La Georgetown University è una delle università coinvolte nello scandalo (Foto di Win McNamee / Getty Images)

È iniziata che era già un meme: foto di ragazzini photoshoppati su corpi di atleti nel tentativo di spacciarli come giovani promesse dello sport e garantire così loro l’accesso in alcuni college del circuito Ivy League, che riunisce le migliori istituzioni universitarie americane. Fa anche un po’ ridere il nome che l’FBI ha dato all’intera operazione, di cui martedì sono stati rivelati i primi dettagli, e cioè “Operation Varsity Blues”, in riferimento alle giacche delle divise studentesche ma anche, lasciateci immaginare, alla ben più seria Operazione Varsity condotta nel 1945 sul Reno, in Germania, dall’esercito americano e britannico contro i nazisti. Riferimenti storici a parte, di questo sordido affare si parla perché ci sono dei genitori decisamente famosi – Felicity Huffman di Desperate Housewives e Lori Loughlin di Full House – accusati di aver pagato delle tangenti per far accettare i figli (che erano all’oscuro di tutto, dice Buzzfeed) in alcuni dei più rinomati college statunitensi. Tra gli atenei coinvolti ci sono infatti Yale, Stanford, UCLA, Georgetown, University of San Diego, Wake Forest, University of Texas e University of Southern California.

Ma andiamo con ordine.
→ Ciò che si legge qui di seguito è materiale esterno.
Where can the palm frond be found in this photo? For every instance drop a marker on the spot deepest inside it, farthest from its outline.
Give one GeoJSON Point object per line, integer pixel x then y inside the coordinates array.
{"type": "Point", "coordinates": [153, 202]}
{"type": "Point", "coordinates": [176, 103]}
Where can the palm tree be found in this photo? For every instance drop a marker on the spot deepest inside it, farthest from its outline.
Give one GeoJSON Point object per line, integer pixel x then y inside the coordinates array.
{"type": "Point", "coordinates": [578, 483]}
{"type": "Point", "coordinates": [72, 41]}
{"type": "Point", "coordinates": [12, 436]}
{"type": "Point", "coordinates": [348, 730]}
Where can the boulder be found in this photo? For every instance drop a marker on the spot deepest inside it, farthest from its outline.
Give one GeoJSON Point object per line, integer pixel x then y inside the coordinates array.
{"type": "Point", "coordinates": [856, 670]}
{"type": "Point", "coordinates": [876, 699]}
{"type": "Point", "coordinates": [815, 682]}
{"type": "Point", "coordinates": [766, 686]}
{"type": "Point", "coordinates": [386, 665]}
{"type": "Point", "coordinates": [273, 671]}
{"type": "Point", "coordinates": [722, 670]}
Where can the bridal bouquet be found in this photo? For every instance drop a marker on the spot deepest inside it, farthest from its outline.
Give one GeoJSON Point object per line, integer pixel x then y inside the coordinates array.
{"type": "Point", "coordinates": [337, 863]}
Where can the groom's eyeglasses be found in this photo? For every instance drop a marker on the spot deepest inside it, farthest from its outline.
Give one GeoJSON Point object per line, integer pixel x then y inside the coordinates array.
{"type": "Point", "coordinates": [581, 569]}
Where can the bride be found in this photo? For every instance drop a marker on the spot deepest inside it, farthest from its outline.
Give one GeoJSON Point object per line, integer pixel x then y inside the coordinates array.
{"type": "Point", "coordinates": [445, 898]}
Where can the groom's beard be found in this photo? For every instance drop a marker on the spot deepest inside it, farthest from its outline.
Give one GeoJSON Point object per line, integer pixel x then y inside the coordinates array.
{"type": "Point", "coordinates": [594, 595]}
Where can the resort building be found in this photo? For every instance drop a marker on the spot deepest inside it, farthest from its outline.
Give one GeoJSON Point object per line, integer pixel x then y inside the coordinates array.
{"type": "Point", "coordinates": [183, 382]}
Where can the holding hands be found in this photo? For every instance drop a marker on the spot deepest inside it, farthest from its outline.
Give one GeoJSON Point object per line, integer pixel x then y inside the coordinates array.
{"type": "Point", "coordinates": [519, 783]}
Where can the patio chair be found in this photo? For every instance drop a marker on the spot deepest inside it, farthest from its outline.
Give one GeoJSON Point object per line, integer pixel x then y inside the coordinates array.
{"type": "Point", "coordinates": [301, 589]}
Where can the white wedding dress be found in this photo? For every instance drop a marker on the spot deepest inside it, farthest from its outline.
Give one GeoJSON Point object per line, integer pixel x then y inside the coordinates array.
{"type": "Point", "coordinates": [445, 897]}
Operation Varsity Blues, per ora, ha coinvolto almeno 50 persone tra cui, oltre alle celebrity che non sono neanche l’aspetto più divertente e surreale dell’intera faccenda, anche diversi allenatori universitari, intermediari di un complesso sistema di ricatti e mazzette messo in piedi da William “Rick” Singer e la Key Worldwide Foundation, fantomatica società che formalmente si occupava di preparare gli studenti agli esami di ammissione. Singer, che è stato accusato di racket, riciclaggio di denaro sporco e ostruzione della giustizia, si è dichiarato colpevole martedì pomeriggio con una frase degna di un cattivo da fumetto: «Mi assumo io la responsabilità di tutto. Ho architettato tutto io, ho messo io tutte le persone al loro posto e ho effettuato io tutti i pagamenti». Secondo l’accusa, tra il 2011 e il 2019 Singer avrebbe incassato all’incirca 25 milioni di dollari dai genitori benestanti che lo avrebbero pagato per fare, praticamente, di tutto. Superati infatti i metodi di corruzione più convenzionali e antichi (come le donazioni), nuovi e vecchi ricchi avrebbero corrisposto a Singer sostanziose tariffe, che si aggiravano tra i 200.000 e i 6 milioni di dollari, pur di catapultare i figli nel college desiderato.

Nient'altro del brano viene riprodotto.